Publicado em : 01/04/2017

Autor : Lidiane dos Anjos Santos

Voltando a atuar no Nordeste, percebo quantos desafios ainda precisamos – me refiro à classe de psicólogos – enfrentar em relação ao reconhecimento e valorização do papel do psicólogo organizacional e do trabalho.

São empresas familiares, em sua grande maioria, marcadas por valores organizacionais que copiam os valores arraigados no âmbito pessoal dos seus sócios/gestores. Assim, entender a organização transpõe os conhecimentos técnicos aplicáveis no contexto do trabalho por meio da POT e segue para uma ordem de compreensão dos complexos valores familiares, para então dar sentido à práticas instituídas numa determinada organização.

Não me refiro apenas às discrepâncias regionais, me refiro também ao acesso à informação, à dimensão ético-política de engajamento dos profissionais, da manutenção de uma liderança paternalista e autocrática, de uma estrutura organizacional verticalizada, e de normas respeitadas porque são leis e não por compreensão da importância destas no todo organizacional.

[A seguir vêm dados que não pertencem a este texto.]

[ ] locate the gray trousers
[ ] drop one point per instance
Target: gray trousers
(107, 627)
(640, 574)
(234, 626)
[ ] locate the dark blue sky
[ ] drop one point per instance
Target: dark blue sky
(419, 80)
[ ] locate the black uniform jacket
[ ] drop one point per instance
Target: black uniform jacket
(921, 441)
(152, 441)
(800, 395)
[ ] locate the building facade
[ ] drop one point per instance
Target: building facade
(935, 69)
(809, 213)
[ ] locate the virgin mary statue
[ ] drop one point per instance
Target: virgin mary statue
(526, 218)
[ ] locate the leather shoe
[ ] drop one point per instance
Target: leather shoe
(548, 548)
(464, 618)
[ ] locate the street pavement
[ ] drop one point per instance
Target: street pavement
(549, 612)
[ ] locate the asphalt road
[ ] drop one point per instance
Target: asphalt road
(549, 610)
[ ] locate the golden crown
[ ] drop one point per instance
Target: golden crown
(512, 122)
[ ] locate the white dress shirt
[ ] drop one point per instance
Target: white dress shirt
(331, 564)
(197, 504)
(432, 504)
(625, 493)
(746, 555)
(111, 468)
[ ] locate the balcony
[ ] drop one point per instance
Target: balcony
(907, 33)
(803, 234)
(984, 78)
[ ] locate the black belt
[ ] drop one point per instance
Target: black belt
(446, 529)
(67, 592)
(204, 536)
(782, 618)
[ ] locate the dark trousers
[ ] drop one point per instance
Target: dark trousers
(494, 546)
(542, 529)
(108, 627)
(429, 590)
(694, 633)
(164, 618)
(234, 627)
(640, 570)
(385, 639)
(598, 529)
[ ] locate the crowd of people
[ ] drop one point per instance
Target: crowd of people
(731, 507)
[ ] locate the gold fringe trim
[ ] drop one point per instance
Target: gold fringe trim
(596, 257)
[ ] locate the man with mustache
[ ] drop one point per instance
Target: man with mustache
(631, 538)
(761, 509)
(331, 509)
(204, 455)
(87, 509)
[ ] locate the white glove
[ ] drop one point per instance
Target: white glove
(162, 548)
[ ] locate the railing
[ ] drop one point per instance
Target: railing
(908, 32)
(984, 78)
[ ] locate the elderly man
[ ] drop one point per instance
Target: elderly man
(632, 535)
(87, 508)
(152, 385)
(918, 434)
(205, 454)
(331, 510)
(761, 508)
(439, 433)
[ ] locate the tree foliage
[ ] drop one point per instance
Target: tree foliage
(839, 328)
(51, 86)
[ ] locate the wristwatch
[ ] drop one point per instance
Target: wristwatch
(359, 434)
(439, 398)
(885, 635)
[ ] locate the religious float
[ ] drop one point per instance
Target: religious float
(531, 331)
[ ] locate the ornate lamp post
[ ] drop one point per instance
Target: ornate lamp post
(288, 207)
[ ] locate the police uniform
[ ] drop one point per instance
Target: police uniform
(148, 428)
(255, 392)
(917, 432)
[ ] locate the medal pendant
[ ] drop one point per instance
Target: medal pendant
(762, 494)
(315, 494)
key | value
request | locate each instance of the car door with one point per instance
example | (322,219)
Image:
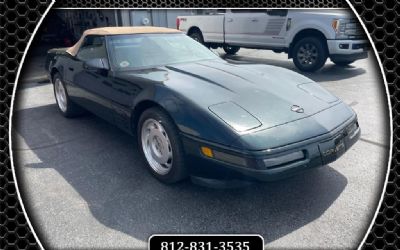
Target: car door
(90,87)
(256,28)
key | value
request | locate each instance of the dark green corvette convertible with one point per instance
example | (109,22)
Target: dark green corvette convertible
(196,114)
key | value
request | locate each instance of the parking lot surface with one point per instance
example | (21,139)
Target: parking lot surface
(84,184)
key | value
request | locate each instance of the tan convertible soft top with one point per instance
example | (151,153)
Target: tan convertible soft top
(118,31)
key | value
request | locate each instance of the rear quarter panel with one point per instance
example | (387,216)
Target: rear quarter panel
(211,26)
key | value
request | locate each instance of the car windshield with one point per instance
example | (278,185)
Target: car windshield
(150,50)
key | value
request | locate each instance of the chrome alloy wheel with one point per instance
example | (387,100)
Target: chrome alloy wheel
(307,54)
(61,95)
(156,146)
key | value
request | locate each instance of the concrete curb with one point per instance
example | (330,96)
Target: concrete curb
(36,79)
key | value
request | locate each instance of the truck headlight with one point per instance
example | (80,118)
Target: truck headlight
(339,26)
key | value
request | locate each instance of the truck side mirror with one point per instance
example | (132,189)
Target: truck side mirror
(96,64)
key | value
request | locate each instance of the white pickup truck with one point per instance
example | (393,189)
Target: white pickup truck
(308,36)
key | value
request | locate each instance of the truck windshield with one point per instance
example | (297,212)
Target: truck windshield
(150,50)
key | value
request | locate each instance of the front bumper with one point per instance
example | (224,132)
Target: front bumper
(349,50)
(317,152)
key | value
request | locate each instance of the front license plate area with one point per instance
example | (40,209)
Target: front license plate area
(333,149)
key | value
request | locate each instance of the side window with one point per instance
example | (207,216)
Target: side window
(92,47)
(248,10)
(277,12)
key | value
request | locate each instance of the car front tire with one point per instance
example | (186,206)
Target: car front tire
(309,54)
(160,146)
(67,107)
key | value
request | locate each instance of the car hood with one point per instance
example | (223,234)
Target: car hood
(249,97)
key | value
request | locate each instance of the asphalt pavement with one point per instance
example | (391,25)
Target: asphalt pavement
(84,184)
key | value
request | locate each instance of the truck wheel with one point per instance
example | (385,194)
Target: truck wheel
(159,143)
(197,36)
(231,50)
(342,63)
(309,54)
(65,105)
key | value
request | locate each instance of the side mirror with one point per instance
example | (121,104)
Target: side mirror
(96,64)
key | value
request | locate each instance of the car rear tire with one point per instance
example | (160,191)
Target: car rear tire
(197,36)
(309,54)
(342,63)
(231,50)
(160,146)
(67,107)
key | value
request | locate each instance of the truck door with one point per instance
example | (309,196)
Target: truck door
(255,28)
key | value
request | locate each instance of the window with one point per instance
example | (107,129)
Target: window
(141,51)
(249,11)
(277,12)
(92,47)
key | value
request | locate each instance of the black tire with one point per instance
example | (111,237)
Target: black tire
(317,54)
(342,63)
(231,50)
(197,36)
(178,171)
(71,109)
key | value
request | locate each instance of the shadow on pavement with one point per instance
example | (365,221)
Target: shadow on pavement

As relações institucionais muitas vezes se confundem com as relações familiares e isso traz consequências que a primeira vista parecem positivas, mas quando aprofundadas, o desvio de função, o preconceito, o tempo do empregador x tempo do processo e a desvalorização do trabalhador ficam marcadas. Não é raro encontrar na fala de colegas psicólogos que atuam na POT, as seguintes expressões: “Encontre o melhor profissional na seleção e já que você lida com a mente das pessoas, faça-o produzir cada vez mais”, “pode ser burra, mas a contratada tem que ser recepcionista bonita!”, “não vejo problemas do vigilante lá da empresa lavar o meu carro lá em casa”, “quero uma pessoa contratada amanhã!”.

Sim, atuar no mundo contemporâneo é, acima de tudo, considerar as rápidas transformações no mundo do trabalho. Mas, e quando algumas empresas parecem ter parado no tempo? Quando algumas delas respeitam muito mais a máxima “time que está ganhando não se mexe” a adotarem mudanças organizacionais significativas?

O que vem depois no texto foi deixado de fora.